If these records over time is not enriched, you may consider archiving them, to avoid wasting time and money on them.
Finally, there is the records with INVALID data, these requires a closer look.

Some of the invalid data can be corrected manually, but there may also be really BAD data in between. Data which you also should consider archiving, or at least flag as records to be excluded from your business processes.

Status	City	Postalcode	State	Country	Outcome
Dirty	Petah Tikva	4951033		Israel	Invalid Postalcode
Dirty	Lyngby	2800 KGS.		Denmark	Invalid Postalcode
Dirty	Australian National University	20	ACT	Australia	Invalid Postalcode
Dirty	Espoo	2600	ES	Finland	Invalid Postalcode
Dirty	Edinburgh X0 Eh3	5DA	GA	United Kingdom	Invalid City
Dirty	Shchelkovo-4	141104		Russian Federation	Invalid City
Dirty	Azusa	91702	CA	Australia	Invalid Postalcode
Dirty	London	11111		United Kingdom	Invalid Postalcode
Dirty	Boudry	2017 BOUDRY	NE	Switzerland	Invalid Postalcode
Dirty	Dresden	1069		Germany	Invalid Postalcode
Dirty	Seattle	98104	WA	Italy	Invalid Country/State
Dirty	Azusa	91702	CA	Australia	Invalid Country/State
Dirty	Toronto	M5H 2M8	ON	United States	Invalid Country/State

Table: Examples of Invalid Address Values

Status	First Name	Last Name	Email	Outcome
Dirty	Sim0N	Anderson	sim0n.anderson@datatrimtest.com	Invalid Name
Dirty	Jan1Ne	Martin	jan1ne.martin@datatrimtest.com	Invalid Name
Dirty	Lark0R	Williams	lark0r.williams@datatrimtest.com	Invalid Name
Dirty	Taylor	Taylor	taylor.taylor@datatrimtest.com	Invalid Name
Dirty	Pierre-Jacques	Anderson	pierre-jacqus.anderson@datatrimtest.com.invalid	Invalid Email
Dirty	I’Tidal	Larsson	i’tidal.larsson@datatrimtest.com	Invalid Email

Table: Examples of Invalid Name and Email Values

Status	Phone	Country	Outcome
Dirty	132 2697 4258	United Kingdom	Invalid Phone
Dirty	+44 207 2356 1233	United Kingdom	Invalid Phone
Dirty	(236) 256 5555	Norway	Invalid Phone
Dirty	+39 (0) 236 256 5555	Italy	Invalid Phone
Dirty	+44 256 2369 1200	United Kingdom	Invalid Phone
Dirty	132 2697 0592	United Kingdom	Invalid Phone

Table: Examples of Invalid Phone Values

Before you start applying the outcome from the cleaning

During your review you might notice that there are repetitive corrections, and you may notice that the Data Laundry outputs values which you want to be different, e.g. we output United States and United Kingdom as country values, because these are the ISO standards, but you may have a preference for the abbreviated versions US, UK or even GB.
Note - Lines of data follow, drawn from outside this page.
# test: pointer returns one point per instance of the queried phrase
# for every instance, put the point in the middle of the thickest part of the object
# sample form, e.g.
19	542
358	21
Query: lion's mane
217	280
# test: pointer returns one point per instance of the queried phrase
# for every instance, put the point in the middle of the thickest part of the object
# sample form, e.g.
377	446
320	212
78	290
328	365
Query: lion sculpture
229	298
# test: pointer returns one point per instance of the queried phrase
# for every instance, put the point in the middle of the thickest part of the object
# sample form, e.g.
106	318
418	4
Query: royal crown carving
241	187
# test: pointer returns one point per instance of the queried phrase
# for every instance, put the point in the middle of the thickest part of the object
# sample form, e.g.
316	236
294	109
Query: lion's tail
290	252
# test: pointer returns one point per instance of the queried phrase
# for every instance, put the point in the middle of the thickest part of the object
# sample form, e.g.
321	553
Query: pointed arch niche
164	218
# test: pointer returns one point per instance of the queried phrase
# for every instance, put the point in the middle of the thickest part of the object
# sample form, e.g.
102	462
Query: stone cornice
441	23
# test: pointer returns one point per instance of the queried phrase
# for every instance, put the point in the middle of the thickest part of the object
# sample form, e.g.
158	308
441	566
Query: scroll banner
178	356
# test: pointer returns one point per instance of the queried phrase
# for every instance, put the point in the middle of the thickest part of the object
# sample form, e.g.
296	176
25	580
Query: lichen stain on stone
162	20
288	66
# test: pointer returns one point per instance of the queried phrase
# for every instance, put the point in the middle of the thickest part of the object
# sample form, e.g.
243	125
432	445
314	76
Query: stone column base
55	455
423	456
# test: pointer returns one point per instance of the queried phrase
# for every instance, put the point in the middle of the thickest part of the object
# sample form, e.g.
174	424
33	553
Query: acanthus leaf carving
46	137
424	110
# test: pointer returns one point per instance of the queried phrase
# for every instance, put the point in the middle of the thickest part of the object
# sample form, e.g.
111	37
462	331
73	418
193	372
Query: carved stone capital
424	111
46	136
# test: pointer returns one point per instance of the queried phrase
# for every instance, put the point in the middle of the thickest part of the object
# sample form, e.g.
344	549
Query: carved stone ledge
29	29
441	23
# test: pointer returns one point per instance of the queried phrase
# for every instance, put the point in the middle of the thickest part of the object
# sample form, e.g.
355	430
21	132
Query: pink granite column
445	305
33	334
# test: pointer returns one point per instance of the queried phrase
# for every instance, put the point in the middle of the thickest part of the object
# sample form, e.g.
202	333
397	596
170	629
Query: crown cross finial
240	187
You may adapt the reference data to match your desired output in the setup of the Data Laundry Setup.

Once you are happy with the Preview, you should run the Basket again, but this time in Update Mode, so that your records actually are being updated.

Once done you should already now see an improvement on your overall data quality and in particular your Country and state values:

Image: Report/Graph: Country + State Spread after Standardization

It’s Going to Get Worse Before It Gets Better

You may also have notice that your average score has dropped, or at least haven’t increased as much as you hoped for.

This is because the initial assessment is made purely by looking at Completeness, which is just one of multiple measures of Data Quality.
Once the cleaning and validation, the invalid data present in your dataset will impact the Data quality score in a negative direction.

But don’t panic, the outcome of the Data Laundry provides you with details on what is wrong with your data and you can now effectively work your way through the data to improve the data quality in a structured process.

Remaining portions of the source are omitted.